Many consensus-based and Position Weight Matrix-based methods for recognizing transcription factor binding sites (TFBS) are not well suited to the variability in the lengths of binding sites. Besides, many methods discard known binding sites while building the model. Moreover, the impact of Information Content (IC) and the positional dependence of nucleotides within an aligned set of TFBS has not been well researched for modeling variable-length binding sites. In this paper, we propose ML-Consensus (Mixed-Length Consensus): a consensus model for variable-length TFBS which does not exclude any reported binding sites.

Methods

We consider Pairwise Score (PS) as a measure of positional dependence of nucleotides within an alignment of TFBS. We investigate how the prediction accuracy of ML-Consensus is affected by the incorporation of IC and PS with a particular binding site alignment strategy.
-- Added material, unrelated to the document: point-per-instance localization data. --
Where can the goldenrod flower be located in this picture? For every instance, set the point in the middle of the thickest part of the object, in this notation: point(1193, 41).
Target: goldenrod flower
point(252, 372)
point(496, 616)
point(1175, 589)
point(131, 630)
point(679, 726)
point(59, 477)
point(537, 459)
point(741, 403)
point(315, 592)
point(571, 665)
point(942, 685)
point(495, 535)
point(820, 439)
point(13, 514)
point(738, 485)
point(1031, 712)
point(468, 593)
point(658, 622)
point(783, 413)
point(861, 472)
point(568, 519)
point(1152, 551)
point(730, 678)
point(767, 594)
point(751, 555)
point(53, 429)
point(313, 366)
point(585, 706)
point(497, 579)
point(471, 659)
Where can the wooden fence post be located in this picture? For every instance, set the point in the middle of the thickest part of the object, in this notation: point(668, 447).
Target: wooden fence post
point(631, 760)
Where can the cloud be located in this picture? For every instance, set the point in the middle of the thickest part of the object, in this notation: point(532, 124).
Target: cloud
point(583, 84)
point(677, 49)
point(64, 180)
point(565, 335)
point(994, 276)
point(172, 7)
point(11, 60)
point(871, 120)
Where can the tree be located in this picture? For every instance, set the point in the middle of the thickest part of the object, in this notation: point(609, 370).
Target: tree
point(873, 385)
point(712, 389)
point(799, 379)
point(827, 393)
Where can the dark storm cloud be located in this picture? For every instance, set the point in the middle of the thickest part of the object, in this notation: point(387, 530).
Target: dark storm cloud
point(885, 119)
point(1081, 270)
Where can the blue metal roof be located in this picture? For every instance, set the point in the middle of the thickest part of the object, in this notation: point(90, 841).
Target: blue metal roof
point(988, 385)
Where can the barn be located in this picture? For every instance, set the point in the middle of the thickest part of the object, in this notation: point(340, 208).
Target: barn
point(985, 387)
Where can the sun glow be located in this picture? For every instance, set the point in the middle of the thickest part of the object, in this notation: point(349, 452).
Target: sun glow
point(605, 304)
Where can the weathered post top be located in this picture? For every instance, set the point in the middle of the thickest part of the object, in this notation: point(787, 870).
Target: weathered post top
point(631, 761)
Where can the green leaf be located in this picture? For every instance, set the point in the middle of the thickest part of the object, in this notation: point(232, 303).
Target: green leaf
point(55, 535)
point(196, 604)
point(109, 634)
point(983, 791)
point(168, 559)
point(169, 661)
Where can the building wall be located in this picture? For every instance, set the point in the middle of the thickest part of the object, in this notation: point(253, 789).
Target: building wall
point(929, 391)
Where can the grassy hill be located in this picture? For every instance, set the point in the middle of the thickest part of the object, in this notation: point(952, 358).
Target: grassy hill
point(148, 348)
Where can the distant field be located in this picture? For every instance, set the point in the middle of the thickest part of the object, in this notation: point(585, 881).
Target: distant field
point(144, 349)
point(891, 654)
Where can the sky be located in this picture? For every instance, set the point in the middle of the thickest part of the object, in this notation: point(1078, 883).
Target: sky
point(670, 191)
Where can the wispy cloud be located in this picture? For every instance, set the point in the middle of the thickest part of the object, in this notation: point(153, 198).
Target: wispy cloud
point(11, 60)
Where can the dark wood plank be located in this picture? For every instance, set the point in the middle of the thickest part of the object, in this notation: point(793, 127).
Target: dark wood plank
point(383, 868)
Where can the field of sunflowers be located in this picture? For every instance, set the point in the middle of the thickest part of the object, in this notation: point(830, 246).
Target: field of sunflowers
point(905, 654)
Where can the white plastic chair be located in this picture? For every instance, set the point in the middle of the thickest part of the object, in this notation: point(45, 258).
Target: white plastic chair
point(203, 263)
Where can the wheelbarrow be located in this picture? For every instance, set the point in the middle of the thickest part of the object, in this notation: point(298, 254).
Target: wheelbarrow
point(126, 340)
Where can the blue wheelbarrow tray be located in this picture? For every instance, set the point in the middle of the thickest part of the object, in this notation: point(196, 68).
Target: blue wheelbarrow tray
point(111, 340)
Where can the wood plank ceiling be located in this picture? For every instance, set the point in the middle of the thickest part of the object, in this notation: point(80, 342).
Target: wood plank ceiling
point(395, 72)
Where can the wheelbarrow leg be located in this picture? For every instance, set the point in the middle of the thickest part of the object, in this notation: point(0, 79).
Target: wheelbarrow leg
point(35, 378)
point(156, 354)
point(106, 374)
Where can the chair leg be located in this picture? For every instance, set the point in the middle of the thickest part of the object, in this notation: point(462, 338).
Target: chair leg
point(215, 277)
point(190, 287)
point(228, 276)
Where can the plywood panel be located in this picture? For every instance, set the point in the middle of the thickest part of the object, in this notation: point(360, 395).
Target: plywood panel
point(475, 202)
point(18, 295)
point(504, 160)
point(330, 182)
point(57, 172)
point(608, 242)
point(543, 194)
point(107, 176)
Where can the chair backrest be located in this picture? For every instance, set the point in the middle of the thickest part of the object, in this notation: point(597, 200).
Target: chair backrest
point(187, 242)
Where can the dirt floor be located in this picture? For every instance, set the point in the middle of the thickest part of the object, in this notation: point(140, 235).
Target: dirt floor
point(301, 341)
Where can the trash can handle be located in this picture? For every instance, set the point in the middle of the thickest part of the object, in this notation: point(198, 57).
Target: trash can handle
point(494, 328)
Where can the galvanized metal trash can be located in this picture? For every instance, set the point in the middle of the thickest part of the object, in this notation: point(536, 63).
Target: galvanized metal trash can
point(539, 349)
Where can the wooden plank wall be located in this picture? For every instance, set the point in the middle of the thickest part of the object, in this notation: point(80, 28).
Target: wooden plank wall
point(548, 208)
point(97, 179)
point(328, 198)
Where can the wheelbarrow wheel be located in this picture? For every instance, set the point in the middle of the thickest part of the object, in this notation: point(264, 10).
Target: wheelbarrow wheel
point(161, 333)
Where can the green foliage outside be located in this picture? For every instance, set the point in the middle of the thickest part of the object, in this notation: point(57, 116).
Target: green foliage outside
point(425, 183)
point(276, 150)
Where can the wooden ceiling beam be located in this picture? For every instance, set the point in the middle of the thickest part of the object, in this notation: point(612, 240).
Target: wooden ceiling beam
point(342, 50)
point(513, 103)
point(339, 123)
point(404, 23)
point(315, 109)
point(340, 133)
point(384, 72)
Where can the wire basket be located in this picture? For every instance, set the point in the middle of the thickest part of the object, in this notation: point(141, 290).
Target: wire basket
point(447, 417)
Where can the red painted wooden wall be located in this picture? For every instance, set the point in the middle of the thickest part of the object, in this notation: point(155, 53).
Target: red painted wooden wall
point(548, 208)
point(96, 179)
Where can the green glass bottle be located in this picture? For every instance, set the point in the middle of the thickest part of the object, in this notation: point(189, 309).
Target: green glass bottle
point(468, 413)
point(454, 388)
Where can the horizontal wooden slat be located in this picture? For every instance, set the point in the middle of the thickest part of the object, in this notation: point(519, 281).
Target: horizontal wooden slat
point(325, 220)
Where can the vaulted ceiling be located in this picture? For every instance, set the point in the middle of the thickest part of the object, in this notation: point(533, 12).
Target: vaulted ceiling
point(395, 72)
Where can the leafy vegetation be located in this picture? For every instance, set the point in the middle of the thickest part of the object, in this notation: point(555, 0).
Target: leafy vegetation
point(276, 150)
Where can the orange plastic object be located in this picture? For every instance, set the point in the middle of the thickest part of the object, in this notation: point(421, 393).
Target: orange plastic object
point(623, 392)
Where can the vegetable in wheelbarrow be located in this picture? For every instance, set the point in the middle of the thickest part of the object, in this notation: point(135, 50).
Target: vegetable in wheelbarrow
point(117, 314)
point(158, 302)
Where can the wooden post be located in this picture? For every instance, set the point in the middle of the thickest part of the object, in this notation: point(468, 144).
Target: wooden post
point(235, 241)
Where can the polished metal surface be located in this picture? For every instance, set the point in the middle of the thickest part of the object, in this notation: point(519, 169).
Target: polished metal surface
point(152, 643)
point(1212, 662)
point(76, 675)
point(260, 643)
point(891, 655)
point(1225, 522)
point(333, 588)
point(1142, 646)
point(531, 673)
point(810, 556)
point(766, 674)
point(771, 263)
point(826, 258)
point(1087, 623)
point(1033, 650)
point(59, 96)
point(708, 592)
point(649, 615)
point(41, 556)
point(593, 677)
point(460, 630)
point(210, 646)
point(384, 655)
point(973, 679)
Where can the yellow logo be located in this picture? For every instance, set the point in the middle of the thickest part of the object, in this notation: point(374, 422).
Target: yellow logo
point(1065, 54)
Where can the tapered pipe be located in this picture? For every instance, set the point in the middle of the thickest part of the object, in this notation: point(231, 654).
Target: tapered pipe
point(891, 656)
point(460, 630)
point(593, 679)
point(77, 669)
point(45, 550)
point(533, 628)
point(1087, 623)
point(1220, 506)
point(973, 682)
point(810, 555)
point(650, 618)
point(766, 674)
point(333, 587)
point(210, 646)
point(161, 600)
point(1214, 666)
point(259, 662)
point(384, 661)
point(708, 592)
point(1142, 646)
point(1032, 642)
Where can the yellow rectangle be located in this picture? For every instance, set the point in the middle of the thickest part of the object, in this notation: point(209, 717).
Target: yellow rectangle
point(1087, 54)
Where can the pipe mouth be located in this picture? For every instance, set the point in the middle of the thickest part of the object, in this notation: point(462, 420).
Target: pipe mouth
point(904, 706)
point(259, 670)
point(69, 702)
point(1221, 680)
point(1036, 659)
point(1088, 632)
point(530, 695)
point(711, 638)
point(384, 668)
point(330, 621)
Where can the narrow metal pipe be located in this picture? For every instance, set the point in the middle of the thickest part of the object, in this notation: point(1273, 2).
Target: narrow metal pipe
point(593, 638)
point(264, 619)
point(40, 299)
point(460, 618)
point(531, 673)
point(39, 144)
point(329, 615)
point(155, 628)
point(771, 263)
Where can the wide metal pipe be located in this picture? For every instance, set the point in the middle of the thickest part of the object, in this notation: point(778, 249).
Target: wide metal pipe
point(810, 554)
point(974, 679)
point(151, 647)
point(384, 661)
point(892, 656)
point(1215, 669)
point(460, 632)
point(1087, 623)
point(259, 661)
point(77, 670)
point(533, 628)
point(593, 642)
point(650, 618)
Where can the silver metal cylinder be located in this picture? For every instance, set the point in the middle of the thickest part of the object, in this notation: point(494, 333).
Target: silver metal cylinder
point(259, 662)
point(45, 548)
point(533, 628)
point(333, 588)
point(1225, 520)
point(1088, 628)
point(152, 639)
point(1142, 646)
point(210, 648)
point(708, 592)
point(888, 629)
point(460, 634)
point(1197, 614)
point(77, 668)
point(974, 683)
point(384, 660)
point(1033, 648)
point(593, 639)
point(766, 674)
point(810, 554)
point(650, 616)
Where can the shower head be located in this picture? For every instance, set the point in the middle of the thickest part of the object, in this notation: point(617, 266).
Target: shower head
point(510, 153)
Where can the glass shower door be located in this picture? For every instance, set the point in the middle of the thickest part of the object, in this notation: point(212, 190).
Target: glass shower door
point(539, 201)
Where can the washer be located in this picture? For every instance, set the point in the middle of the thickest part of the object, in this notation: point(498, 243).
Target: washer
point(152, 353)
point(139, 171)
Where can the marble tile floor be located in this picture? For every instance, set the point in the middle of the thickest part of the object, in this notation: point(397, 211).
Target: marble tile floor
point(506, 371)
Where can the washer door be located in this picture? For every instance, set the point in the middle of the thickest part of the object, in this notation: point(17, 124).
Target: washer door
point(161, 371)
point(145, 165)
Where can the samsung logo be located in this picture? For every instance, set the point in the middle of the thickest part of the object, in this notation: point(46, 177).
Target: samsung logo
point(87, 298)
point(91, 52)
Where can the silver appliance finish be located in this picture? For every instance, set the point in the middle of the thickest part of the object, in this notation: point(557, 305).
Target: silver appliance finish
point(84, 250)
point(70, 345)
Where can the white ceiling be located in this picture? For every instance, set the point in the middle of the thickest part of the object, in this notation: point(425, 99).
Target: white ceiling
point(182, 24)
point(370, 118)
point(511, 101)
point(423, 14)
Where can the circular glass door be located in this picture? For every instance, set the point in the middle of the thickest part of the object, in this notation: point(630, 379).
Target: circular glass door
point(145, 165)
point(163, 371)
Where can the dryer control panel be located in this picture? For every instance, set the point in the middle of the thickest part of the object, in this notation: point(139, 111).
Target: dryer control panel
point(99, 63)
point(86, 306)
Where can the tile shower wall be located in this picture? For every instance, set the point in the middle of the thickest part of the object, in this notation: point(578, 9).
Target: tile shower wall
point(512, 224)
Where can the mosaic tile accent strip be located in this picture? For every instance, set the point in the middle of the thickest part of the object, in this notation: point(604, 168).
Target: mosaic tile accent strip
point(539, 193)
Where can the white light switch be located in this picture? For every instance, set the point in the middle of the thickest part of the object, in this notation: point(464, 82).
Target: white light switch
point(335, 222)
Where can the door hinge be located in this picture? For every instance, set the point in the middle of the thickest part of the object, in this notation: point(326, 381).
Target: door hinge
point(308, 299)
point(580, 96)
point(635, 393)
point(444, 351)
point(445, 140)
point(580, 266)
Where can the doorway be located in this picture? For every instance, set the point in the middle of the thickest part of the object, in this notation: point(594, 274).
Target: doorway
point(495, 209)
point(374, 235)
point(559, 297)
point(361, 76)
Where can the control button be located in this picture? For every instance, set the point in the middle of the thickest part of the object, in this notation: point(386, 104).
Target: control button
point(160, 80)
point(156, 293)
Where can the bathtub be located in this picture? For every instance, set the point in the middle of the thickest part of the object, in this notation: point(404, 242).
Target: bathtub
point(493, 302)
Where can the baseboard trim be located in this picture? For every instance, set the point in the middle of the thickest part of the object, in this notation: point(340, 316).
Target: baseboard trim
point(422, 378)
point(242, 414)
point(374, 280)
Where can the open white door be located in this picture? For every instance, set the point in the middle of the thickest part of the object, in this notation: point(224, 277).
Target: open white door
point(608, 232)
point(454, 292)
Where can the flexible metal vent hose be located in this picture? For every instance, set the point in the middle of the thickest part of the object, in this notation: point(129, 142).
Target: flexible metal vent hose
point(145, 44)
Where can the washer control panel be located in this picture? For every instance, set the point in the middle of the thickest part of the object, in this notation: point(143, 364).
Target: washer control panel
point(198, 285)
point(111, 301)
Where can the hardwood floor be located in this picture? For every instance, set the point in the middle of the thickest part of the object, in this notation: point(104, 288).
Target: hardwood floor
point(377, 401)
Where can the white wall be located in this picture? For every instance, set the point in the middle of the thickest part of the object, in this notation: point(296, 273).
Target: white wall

We perform cross-validations for datasets of six species from the TRANSFAC public database, and analyze the results using ROC curves and the Wilcoxon matched-pair signed-ranks test.

Results

We observe that the incorporation of IC and PS in ML-Consensus results in statistically significant improvement in the prediction accuracy of the model. Moreover, the existence of a core region among the known binding sites (of any length) is witnessed by the pairwise coexistence of nucleotides within the core length.

Conclusions

These observations suggest the possibility of an efficient multiple sequence alignment algorithm for aligning TFBS, accommodating known binding sites of any length, for optimal (or near-optimal) TFBS prediction. However, designing such an algorithm is a matter of further investigation.